Odłam TSA kierowany przez oryginalną sekcję rytmiczną, czyli Janusza Niekrasza i Marka Kapłona, regularnie koncertuje. Nie dość, że dostarczają publiczności rozrywki i zabawy ogrywając klasyczny repertuar legendy, to dorobili się kapitalnego krążka studyjnego. Pod szyldem TSA MNKWL wysmażyli kawał dobrego heavy metalu. I właśnie z setem opartym na klasykach, ale przedstawiających nowe oblicze zespołu zagrali 22 marca w Tychach. Tego wieczoru na śląsku odbywała się (nie powiem że konkurencyjna) impreza w podobnych klimatach, więc sympatycy ciężkich brzmień musieli wybierać między tyskim Undergroundem, a zabrzańskim Wiatrakiem. Ja postanowiłem wybrać się na TSA i był to naprawdę udany wieczór.

Publiczność może i nie waliła do klubu drzwiami i oknami, ale jak się okazało, te kilkadziesiąt osób przyszło na koncert dla zabawy i rozrywki. Robiliśmy takie larmo, jakby klub był wypełniony po brzegi. Damian Michalski jest świetnym frontmanem. Nie dość, że ma niezbędną charyzmę sceniczną i warunki wokalne, to prowadzi konferansjerkę z wrodzoną swobodą. Zespół przywitał więc między kawałkami stałych bywalców swoich koncertów i starych znajomych, powitał też nowych (młodych). Ubawiliśmy się setnie przy pikantnych żartach i zaczepkach, których bohaterem najczęściej był gitarzysta Maciek Wester.
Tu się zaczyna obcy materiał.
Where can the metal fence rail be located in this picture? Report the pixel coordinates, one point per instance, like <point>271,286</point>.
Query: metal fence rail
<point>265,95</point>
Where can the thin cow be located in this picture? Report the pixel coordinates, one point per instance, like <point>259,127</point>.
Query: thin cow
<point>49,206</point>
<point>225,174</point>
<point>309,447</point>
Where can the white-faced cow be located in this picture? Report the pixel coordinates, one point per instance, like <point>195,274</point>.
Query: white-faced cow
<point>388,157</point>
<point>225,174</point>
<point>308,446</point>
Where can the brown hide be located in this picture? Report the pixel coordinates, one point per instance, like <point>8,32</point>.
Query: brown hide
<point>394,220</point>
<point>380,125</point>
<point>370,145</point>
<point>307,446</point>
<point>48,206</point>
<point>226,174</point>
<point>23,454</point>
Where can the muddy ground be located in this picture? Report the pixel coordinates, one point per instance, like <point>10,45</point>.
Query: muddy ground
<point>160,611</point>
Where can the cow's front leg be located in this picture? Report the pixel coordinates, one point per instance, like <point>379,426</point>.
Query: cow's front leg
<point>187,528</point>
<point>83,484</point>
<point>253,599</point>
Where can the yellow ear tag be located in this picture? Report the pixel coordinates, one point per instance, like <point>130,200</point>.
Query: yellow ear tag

Muszę wspomnieć przede wszystkim o konfrontacji tego składu z hitami TSA. Nie byłem zaskoczony, przecież widziałem chłopaków już w akcji. Ale jestem pod wrażeniem za każdym razem. Potrafią wykrzesać wiele ognia z pokrytych kurzem kawałków. Ożywają one na nowo, a publiczność w lot podłapuje klimat. Od wykrzykiwania refrenów, skandowania wraz w wokalistą nawet tak stateczny widz jak niżej podpisany zdarł sobie gardło. Numery okraszone kapitalnymi solówkami, gdzie Piotr Lekki dodaje klimatu swoją aparycją starego rockmana z długą białą brodą. Tego się dobrze słucha i dobrze ogląda. Publiczność szalała. Dziewczyny piszczały, młodzież skakała, a stare dziady niejednokrotnie mogły zetrzeć łezkę z kącika oka (ale w sumie wypraszam sobie – też piszczały i skakały).
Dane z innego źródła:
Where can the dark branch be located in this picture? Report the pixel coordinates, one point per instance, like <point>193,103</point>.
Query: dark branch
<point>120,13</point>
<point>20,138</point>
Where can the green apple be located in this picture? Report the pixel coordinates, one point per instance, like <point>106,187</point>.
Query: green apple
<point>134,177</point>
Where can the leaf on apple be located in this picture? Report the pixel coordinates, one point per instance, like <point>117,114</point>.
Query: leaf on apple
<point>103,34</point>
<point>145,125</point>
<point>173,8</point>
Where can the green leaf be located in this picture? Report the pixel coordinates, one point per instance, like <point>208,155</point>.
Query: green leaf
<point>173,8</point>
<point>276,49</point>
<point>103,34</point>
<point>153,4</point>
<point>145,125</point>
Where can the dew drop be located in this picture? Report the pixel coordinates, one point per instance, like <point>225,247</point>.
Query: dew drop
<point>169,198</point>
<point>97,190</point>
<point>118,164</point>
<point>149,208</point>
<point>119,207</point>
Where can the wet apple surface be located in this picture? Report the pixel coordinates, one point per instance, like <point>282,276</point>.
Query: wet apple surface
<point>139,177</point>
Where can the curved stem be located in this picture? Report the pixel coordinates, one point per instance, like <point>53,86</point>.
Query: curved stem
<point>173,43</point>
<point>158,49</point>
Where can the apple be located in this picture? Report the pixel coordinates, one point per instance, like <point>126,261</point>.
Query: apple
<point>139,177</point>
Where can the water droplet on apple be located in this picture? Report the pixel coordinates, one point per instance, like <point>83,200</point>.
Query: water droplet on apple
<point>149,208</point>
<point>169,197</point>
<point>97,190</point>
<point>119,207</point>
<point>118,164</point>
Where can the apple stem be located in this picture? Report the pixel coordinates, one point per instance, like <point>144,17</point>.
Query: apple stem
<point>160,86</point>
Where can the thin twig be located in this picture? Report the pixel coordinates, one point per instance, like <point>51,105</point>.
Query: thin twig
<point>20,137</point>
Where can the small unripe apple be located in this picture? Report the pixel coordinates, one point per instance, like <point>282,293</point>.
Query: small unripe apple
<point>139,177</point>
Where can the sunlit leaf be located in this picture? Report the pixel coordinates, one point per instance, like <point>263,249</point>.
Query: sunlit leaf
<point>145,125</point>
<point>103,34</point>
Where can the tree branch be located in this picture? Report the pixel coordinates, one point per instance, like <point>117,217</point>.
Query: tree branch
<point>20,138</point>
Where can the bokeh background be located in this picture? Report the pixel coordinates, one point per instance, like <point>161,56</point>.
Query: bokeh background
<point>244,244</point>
Oczywistym było, że najwięcej entuzjazmu wzbudzą klasyczne numery jak „Chodzą ludzie”, nieśmiertelna ballada „51” czy pozostawione na koniec killery „Heavy Metal Świat” i „Marsz wilków” z Akademii Pana Kleksa. Nowożytne oblicze formacji wpasowało się jednak w te klimaty kapitalnie. Nie odczuwało się żadnej zmiany w odbiorze przez publiczność, również podczas odgrywania kawałków z „Niezwycieżonego”. Na koniec udanego, niemal dwugodzinnego koncertu, można było porozmawiać z zespołem, zrobić sobie fotki, czy zdobyć autografy. Z czego tyska publiczność skrzętnie skorzystała.

Zespół grywa regularnie, na zmianę prezentując regularny set, przeplatany koncertami akustycznymi. I właśnie to drugie mam jeszcze w planie zaliczyć, zanim zespół zamknie ten rozdział historii koncertowym wydawnictwem. Tego wieczoru Piotr Lekki zapowiedział ze sceny, że podczas dwóch występów 11-12 lipca w krakowskim Teatrze Stu, zarejestrują koncertówkę. Jestem więc podekscytowany zarówno tym wydarzeniem, jak i zapowiedziami nowego materiału.